Many of the problems facing the German economy run parallel to those in the United States, including tight credit markets and sputtering demand. The federal German government — a coalition of Christian Democrats (CDU and CSU) and the Social Democrats (SPD) — has responded with a $50 billion Euro stimulus plan. Other circumstances affecting manufacturers are different however; the interview touches on corruption scandals that have hit several major corporations in recent years.
Top-level message: Things are tough. From “Recession Is an ‘Existential Threat to Many Businesses‘”:
SPIEGEL: What are your members’ biggest problems at the moment? Declining orders? Sudden cancellations? Credit problems with the banks?
Keitel: All of these effects are related. The scenarios for which business owners should prepare themselves today include initially theoretical declines of 20 percent in sales and five percentage points in profit margins. Such developments already pose an existential threat to many companies. This makes it all the more problematic that credit conditions have clearly deteriorated. Many types of loans simply no longer exist.

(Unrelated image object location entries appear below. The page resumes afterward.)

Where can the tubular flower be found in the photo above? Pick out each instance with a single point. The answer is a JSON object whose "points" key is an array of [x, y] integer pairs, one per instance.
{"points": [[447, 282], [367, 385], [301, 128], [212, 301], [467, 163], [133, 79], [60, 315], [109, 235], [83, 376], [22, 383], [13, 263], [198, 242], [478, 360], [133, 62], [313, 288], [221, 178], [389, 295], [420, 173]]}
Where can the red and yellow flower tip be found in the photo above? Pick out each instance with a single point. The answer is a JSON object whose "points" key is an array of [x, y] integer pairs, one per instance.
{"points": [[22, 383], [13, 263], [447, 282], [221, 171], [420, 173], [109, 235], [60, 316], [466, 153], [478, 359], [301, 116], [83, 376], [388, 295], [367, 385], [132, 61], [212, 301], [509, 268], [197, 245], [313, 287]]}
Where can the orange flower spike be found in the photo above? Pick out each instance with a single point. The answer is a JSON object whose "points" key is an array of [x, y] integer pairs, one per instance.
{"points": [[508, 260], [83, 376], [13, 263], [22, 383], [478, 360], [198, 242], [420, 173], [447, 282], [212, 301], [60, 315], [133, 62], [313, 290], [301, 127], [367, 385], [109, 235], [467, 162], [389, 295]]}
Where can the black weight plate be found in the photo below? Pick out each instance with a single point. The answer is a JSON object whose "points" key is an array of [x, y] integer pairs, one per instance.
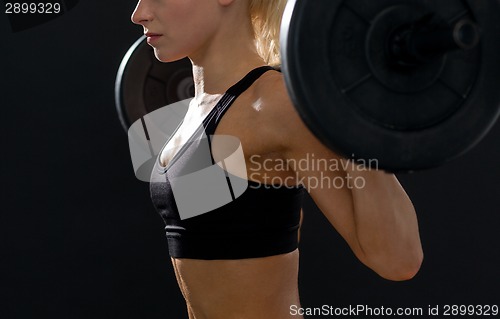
{"points": [[144, 84], [465, 97]]}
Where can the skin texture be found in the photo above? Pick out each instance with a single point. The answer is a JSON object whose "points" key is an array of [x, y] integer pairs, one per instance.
{"points": [[377, 221]]}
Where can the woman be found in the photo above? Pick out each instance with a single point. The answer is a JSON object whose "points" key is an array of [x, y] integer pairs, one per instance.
{"points": [[241, 260]]}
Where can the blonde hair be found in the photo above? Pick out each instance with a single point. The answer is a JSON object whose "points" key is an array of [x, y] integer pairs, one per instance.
{"points": [[266, 20]]}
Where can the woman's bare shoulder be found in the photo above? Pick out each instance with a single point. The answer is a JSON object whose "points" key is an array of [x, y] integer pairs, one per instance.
{"points": [[276, 106]]}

SPIEGEL: In other words, the often-cited credit crunch has already been around for a while.
Keitel: We shouldn’t complain about it. Instead, we should discuss the problems openly with the banks, so that we can find our way out of the dilemma together.

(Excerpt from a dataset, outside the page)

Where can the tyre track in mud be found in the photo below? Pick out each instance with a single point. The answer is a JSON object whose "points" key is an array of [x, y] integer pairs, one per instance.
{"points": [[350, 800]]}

SPIEGEL: But the German government has already approved a €480 billion ($658 billion) rescue plan, although very few financial institutions have taken advantage of it so far…
Keitel: … partly because the details of the conditions for these government bailouts may have to be changed.
Spiegel gets into issue of EU climate regulation right off the bat. He seems quite supportive of maintaining the regulatory regime, despite its deleterious effects on the manufacturing economy and European competitiveness, but then, he was put on the spot.